The toy was from his father after all. Winn's father was out of prison and looking to see him. God forbid he ever come to the realisation that the reason he didn't receive letters or visitors was that no one wanted to see him. His skin felt too hot, too tight, and he tried to keep control of his breathing as he turned around and left his desk without an excuse. Damn it, Kara and James saw his face when he turned around and were whispering to each other about what could possibly be wrong.

He had been so wrong this morning. This day was a disaster already, and it was only ten past nine. Winn went through the melody to Losing My Mind in his head and tried not to give into the anxiety pressing at his chest and pricking at his eyes.

It may not have been very subtle, but consciously deciding to tap eighth-notes on the side of his neck helped somewhat. Subtlety was the least of his concerns at this point - making sure he didn't have an anxiety attack at work in front of the two people whose opinions mattered most to him was more important.

This was bad. This was very bad. His father wanting to see him could lead to nothing good. The last time he had seen his father, it had been in a courtroom, and he had been in the back row, pretending he wasn't the murderer's son in order to hear the verdict first.
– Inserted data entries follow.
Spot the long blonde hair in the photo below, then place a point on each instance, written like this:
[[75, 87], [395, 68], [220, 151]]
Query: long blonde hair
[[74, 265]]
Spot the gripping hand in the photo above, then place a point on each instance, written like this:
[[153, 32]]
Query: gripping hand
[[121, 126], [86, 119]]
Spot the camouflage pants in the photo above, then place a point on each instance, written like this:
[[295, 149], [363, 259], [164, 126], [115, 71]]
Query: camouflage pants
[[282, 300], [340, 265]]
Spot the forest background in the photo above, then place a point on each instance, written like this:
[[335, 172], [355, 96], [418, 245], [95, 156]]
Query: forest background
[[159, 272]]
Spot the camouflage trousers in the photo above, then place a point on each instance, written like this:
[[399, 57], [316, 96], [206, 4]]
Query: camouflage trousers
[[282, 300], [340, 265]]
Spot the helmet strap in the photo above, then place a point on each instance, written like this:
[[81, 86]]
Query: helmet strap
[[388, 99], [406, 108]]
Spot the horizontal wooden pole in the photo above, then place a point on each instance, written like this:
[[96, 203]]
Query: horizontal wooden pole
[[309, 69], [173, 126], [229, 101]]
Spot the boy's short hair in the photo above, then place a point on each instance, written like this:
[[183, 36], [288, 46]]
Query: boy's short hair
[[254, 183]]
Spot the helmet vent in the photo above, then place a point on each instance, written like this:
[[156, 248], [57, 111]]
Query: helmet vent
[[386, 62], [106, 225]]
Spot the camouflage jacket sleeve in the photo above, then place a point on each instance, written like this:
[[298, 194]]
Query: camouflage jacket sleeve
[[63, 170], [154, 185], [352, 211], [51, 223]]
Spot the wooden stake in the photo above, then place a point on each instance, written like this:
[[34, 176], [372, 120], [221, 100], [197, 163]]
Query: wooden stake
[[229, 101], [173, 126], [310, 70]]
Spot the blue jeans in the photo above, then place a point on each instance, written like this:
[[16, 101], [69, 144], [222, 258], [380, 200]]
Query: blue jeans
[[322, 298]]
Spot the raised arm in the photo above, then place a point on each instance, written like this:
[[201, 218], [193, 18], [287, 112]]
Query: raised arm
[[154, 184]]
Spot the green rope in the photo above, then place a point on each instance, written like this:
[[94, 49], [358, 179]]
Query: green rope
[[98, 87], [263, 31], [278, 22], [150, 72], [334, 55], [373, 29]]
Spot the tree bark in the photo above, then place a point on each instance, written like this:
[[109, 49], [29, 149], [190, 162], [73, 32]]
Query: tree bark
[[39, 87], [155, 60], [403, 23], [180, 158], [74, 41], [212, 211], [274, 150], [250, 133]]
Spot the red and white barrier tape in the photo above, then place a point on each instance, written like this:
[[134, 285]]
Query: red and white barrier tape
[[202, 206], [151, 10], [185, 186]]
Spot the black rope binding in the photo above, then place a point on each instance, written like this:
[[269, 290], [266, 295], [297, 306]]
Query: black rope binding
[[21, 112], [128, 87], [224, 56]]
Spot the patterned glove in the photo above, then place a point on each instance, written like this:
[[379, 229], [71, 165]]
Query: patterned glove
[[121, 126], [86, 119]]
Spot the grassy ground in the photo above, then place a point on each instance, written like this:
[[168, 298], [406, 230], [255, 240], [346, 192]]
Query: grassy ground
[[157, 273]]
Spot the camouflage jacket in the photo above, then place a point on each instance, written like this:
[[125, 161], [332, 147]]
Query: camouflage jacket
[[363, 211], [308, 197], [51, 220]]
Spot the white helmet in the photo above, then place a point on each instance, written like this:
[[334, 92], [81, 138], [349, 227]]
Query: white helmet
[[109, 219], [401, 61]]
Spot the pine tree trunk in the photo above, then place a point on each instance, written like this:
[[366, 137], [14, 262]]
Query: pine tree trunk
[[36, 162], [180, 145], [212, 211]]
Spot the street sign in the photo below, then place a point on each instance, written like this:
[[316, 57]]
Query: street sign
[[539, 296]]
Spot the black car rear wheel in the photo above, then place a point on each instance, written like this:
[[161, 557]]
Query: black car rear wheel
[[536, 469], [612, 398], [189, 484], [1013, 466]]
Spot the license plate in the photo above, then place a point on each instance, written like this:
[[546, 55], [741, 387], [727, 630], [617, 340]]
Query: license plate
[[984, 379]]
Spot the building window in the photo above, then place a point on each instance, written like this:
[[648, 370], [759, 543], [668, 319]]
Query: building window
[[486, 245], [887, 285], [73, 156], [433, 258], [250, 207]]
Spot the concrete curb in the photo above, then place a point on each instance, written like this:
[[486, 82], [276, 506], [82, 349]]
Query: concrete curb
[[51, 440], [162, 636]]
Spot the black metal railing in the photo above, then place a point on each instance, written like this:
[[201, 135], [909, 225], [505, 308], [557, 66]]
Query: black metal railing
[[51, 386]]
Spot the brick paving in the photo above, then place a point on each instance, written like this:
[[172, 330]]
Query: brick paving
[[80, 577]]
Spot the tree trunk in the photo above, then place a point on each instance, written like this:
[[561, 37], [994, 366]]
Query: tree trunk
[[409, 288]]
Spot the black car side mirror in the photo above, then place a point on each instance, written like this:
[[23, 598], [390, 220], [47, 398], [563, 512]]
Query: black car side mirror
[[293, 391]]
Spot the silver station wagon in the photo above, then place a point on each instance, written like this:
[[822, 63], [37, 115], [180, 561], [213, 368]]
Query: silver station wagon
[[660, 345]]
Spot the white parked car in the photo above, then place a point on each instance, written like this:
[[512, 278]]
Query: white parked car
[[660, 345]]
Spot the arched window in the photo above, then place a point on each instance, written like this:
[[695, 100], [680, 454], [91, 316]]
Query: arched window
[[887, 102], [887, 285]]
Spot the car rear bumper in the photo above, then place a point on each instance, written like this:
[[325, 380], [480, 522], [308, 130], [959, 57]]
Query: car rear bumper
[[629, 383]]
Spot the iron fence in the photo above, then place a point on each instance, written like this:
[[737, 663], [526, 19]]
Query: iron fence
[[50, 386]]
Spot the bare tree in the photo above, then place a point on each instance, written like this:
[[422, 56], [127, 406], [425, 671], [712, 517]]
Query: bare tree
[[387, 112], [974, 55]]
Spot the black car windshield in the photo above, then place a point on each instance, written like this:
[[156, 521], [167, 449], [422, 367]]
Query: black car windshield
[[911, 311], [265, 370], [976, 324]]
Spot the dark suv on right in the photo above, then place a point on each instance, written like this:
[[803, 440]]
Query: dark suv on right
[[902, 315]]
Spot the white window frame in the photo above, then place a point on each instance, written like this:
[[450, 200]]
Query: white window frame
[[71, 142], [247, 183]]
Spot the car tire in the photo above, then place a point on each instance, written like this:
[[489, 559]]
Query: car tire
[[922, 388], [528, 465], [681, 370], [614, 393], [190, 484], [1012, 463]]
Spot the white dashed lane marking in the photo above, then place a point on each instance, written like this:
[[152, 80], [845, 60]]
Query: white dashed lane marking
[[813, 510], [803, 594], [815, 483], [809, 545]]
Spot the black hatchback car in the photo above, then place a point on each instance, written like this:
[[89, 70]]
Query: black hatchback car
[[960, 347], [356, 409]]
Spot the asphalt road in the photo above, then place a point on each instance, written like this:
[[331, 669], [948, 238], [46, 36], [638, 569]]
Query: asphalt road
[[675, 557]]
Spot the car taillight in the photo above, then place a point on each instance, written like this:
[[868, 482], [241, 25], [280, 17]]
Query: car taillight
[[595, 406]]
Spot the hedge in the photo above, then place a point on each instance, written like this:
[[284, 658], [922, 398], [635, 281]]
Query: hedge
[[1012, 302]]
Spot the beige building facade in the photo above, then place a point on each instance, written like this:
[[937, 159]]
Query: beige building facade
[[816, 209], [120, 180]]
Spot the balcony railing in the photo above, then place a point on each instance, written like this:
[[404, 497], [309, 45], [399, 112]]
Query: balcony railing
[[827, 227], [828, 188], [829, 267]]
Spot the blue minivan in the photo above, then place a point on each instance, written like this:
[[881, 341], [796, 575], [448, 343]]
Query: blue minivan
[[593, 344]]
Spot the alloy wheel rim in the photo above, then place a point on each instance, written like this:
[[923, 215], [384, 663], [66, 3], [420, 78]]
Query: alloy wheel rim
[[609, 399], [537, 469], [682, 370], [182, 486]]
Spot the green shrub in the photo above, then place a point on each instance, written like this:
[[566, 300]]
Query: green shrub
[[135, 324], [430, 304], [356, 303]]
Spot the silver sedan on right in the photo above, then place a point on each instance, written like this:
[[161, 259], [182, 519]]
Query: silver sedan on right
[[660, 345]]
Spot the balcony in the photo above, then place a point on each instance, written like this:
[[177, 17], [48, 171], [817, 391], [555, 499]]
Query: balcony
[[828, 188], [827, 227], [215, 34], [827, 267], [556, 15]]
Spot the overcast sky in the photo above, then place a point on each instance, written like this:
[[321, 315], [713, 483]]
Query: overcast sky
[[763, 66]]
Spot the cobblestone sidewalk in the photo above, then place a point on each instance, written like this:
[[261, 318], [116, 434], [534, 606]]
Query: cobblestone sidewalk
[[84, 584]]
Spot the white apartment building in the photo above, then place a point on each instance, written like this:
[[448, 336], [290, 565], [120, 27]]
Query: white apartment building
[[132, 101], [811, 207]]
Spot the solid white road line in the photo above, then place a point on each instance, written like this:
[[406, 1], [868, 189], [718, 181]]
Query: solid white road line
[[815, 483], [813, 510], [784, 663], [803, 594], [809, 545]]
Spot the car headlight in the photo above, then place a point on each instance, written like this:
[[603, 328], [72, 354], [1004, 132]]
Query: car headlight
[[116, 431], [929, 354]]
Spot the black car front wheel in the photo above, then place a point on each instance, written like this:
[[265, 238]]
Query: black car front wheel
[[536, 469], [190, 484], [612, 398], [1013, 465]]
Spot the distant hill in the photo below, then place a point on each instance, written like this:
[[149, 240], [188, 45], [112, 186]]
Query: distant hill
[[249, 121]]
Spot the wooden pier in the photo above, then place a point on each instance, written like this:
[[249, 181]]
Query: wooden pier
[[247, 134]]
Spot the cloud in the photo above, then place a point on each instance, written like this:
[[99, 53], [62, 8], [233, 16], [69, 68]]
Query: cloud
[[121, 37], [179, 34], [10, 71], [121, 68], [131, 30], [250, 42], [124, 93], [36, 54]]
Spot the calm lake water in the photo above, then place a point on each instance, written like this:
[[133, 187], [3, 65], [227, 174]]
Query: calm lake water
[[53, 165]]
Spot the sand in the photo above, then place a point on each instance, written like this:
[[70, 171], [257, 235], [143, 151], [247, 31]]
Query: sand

His father had caught his eye as he was escorted out and smiled knowingly. He had known that Winn was there, eleven years old and skipping school to watch his father being sentenced for murder, and he was still coming after him.

He couldn't afford to be angry or panicked, today of all days. A glance over at Kara told him that she and James were talking with Lucy, who was serving as an excellent distraction. Lucy meant that Kara didn't have to see him like this, wound-up and close to snapping. He couldn't allow himself to show any sign of anger, especially not around her. The way Kara got angry, she became indignant, then calm and cool-headed until it was solved, then she could talk it out with either him or Alex. The way the men in Winn's family got angry, they were quiet until they reached their breaking point and lost any sense of rationality.

Kara's eyes landed on him again, and he might have loved her a bit but he hated that look on her face. Winn gave her a tight smile he hoped didn't look as sarcastic as it felt. His skin was hot beneath the surface, and his hands were sweating, clasped behind his neck and tapping. She smiled back uncertainly.

This day couldn't possibly get any worse for him.

As soon as he thought that, like that was the cue, a short but intimidating woman and some agents behind her walked right into Catco and declared, "Special Agent Cameron Chase, with the FBI. I'm here for Winnslow Schott Jr."

Kara's eyes darted to him, and now half the office was staring. James was the only one on the entire floor who didn't look like was judging Winn, but he couldn't hold eye contact. No one knew what he came from, what he had in him.

He turned towards Special Agent Chase, who didn't look as hostile as she might have, and pretended he could function like a human being. At least she had remembered the junior part of his name so that his coworkers didn't think he was a murderer.

"That's me," he answered, and out of the corner of his eye, Kara watched him nervously.

She had no idea, and if Winn had it his way, she never would.